Baku, Azerbaijan, Nov. 14
By Rufiz Hafizoglu – Trend:
Turkey’s transition from parliamentary to presidential form of government means the beginning of a new era for the country’s political parties.
I think we will see this epoch in 2019 when parliamentary, municipal and presidential elections will be held in Turkey at the same time.
Although much time left before these elections, there is already pre-election activity in Turkey.
The ruling Justice and Development Party has started to carry out domestic reforms to get rid of the old personnel in the middle of this year.
It is still difficult to draw any conclusions about the results of the reforms in the ruling party, but the appointment of some not very prominent individuals to the posts may lead to a number of problems during the municipal and parliamentary elections in 2019.
Today there are 6 main political parties in the Turkish political arena, namely, Justice and Development Party, the Nationalist Movement Party, the Republican People’s Party, the Democratic People’s Party, the Great Unity Party and, of course, the Good party (İyi Parti).
The current political situation in Turkey testifies that before the elections scheduled for 2019, political parties can create coalitions that will actually divide parties into left-wing and right-wing parties.
Leader of Nationalist Movement Party Devlet Bahceli said today that until 2019 the party will render support to the Justice and Development Party in response to the hidden political convergence between Democratic People’s Party and Republican People’s Party.
Moreover, Turkish President Recep Tayyip Erdogan held a meeting with leader of the Great Unity Party Mustafa Destici and it is not ruled out that the sides discussed the pre-election situation in the country.
In general, despite some disagreements, Justice and Development Party, Nationalist Movement Party and Great Unity Party share the right-wing parties’ political views.
As for left-wing Democratic People’s Party and center-left Republican People’s Party, the lack of strong politics in these parties forces them to work together, especially before the elections.

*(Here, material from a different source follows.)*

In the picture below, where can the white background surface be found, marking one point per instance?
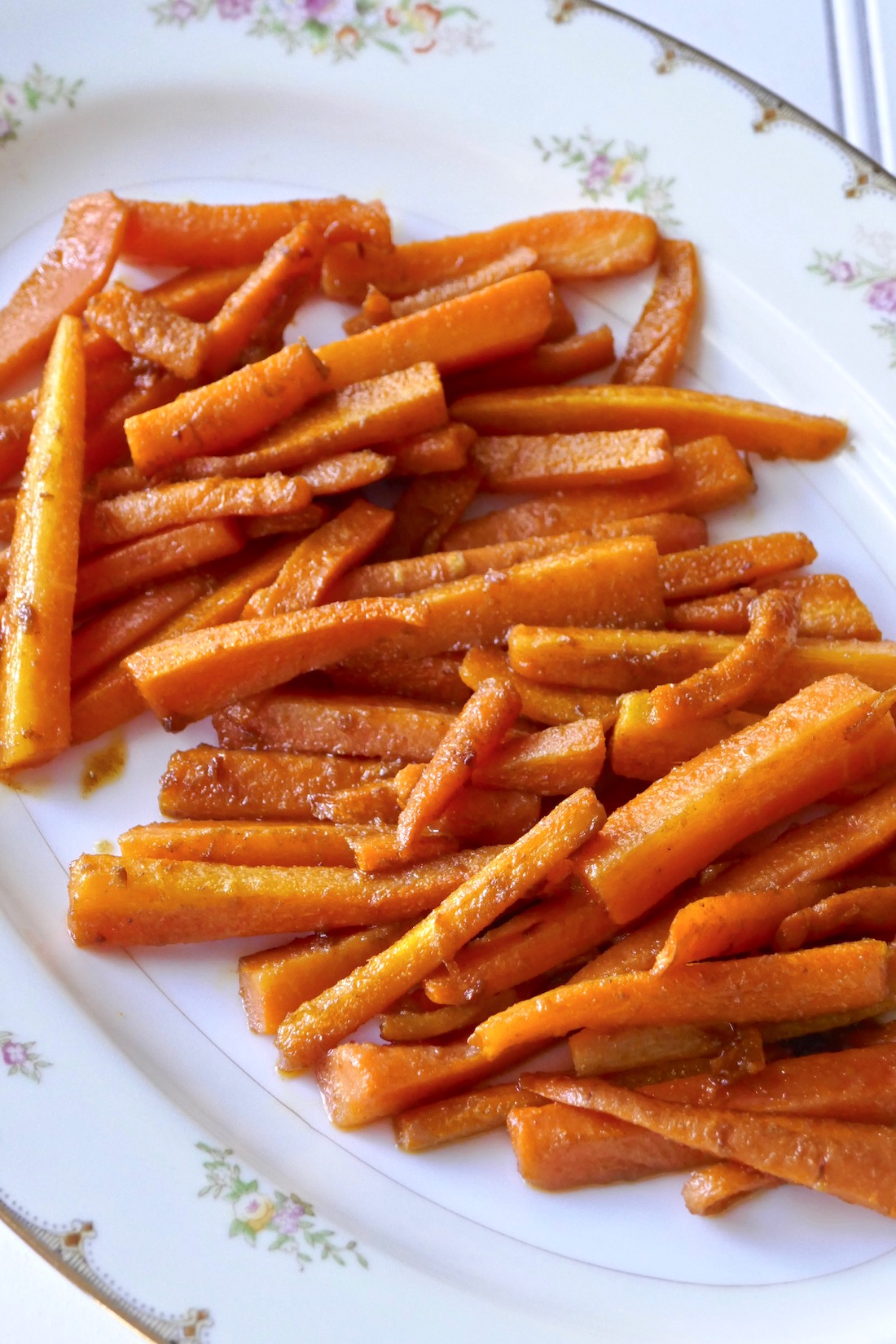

At first glance, İyi Parti, which was founded upon right-wing political views, will be in the most difficult situation. But perhaps, İyi Parti will work together with Republican People’s Party and Democratic People’s Party.
It is not ruled out that the “consolidation” of right-wing and left-wing parties in Turkey can lead to a system similar to the US party system in the future, where two political parties dominate.